How family decisions affect the economy – and vice versa

Economist Prof. Alexander Ludwig the spokesman of the new research unit “Macroeconomic Implications of Intra-Household Decisions”. (Photo: Dettmar)

Singles, couples, single parents, families with one child or with several – private households can look very different. A new research unit at Goethe University wants to find out how the individual behavior of households influences the overall economic situation and family policy – and vice versa.

The way in which income, consumption and wealth are distributed in an economy has a lot to do with decisions made within individual households. The research unit “Macroeconomic Implications of Intra-Household Decisions” will take a close look at the behavior of individual household members with regard to consumption, employment and investment opportunities, and explore their interaction. The German Research Foundation (Deutsche Forschungsgesellschaft, DFG) will fund the research with 2.44 million euros for an initial period of four years. The spokesman of the research group, which consists exclusively of Frankfurt economists, is Prof. Alexander Ludwig, Professor of Public Finance and Macroeconomic Dynamics at Goethe University. The other members are Georg Dürnecker, Professor of International Trade, Development and Growth; Leibniz Prize winner Nicola Fuchs-Schündeln, Professor of Macroeconomics and Development; Leo Kaas, Professor of Economics, in particular Macroeconomics and Labor Markets, and the research unit’s deputy spokesperson; as well as junior researchers Chiara Lacava and Dr. Zainab Iftikhar, who also specialize in research related to labor and family economics.

“Traditional macroeconomic models do not take into account the dynamics in private households, each of which is represented by a single member. Using complex economic models, we can now introduce interactions between the individual household members into macroeconomic models,” explains Prof. Ludwig, adding that, in this way, the group’s research will contribute to gaining an even better understanding of the microeconomic foundations of macroeconomics. The group intends to examine the topic of inequality not just between, but also within individual households – including, for example, the unequal distribution of income between men and women.

The research is divided into eight projects, each of which will address different topics. As such, one of them focuses on the question of how the possibility of freezing eggs and thus postponing the realization of the desire to have a child can influence women’s work biographies. Some companies offer to cover the costs of this procedure to keep the workforce in the company. But what is the impact on women, or on the economy as a whole? Other topics include the effects of the intra-family division of labor on the income situation of individuals, and the interrelation between housing policy measures and families’ housing decisions.

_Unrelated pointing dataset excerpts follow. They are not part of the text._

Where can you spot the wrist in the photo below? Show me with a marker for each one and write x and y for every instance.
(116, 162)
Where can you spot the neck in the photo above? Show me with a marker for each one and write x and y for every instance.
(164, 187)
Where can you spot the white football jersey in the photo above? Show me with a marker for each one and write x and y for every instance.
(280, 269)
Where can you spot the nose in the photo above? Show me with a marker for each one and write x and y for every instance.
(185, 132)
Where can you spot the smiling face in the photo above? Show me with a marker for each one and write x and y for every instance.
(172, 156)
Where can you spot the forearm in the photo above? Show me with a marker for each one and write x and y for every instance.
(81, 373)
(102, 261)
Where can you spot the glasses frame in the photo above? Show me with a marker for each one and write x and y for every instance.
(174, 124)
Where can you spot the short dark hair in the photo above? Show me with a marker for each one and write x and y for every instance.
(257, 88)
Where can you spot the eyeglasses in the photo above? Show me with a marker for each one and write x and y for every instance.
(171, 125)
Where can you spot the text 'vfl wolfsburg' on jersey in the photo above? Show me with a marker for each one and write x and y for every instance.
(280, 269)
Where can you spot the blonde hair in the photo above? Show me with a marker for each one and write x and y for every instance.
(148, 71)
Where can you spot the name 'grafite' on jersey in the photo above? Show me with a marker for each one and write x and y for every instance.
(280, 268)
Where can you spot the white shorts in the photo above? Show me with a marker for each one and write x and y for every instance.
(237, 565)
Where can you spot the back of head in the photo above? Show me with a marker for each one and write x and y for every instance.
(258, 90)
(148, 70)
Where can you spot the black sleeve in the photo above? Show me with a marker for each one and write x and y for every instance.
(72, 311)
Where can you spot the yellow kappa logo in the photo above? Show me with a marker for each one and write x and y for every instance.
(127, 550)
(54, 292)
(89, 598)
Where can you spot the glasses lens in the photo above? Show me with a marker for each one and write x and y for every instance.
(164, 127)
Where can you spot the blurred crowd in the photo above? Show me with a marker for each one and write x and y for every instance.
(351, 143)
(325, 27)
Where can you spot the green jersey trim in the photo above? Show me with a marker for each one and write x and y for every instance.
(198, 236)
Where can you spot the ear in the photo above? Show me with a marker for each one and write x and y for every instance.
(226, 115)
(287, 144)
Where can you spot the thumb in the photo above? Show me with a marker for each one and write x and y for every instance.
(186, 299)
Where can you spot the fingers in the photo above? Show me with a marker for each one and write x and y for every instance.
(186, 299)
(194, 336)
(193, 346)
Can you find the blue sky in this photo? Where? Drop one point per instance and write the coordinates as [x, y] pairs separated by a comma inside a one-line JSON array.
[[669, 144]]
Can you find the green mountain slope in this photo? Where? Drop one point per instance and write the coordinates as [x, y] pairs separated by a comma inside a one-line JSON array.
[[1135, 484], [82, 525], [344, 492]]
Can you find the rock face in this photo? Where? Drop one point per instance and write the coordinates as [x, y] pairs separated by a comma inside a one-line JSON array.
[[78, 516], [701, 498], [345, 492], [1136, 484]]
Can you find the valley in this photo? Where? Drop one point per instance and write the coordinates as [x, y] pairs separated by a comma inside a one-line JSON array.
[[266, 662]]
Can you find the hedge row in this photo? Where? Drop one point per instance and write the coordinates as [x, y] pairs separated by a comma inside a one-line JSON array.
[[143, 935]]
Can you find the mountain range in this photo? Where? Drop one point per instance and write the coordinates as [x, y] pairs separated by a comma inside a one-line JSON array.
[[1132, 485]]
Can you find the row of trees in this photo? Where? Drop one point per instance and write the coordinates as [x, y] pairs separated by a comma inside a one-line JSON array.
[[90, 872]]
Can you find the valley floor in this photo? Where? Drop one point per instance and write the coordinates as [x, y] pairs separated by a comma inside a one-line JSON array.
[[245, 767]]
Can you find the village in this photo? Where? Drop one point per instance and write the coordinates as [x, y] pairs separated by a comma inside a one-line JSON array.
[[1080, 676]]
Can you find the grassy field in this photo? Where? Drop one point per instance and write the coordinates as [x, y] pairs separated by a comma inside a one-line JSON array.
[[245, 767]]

The researchers hope their work will fundamentally enrich our knowledge of how economic measures work, and in how far tax and transfer payments influence decisions on labor supply, savings, fertility and housing demand. In so doing, they will examine the measures’ macroeconomic efficiency as well as their distributional effects. To illustrate these relationships, the research will focus, for example, on the extent to which labor-market specialization of one partner in a family – caused, e.g., by the birth of a child or by tax policy measures such as spousal splitting tariffs (as prevalent in Germany) – leads to greater inequality between men and women, and the extent to which this either has a negative impact on overall economic efficiency – by reducing women’s labor force participation, for instance – or in fact has a positive effect, since greater specialization increases the labor productivity of the household’s main breadwinner.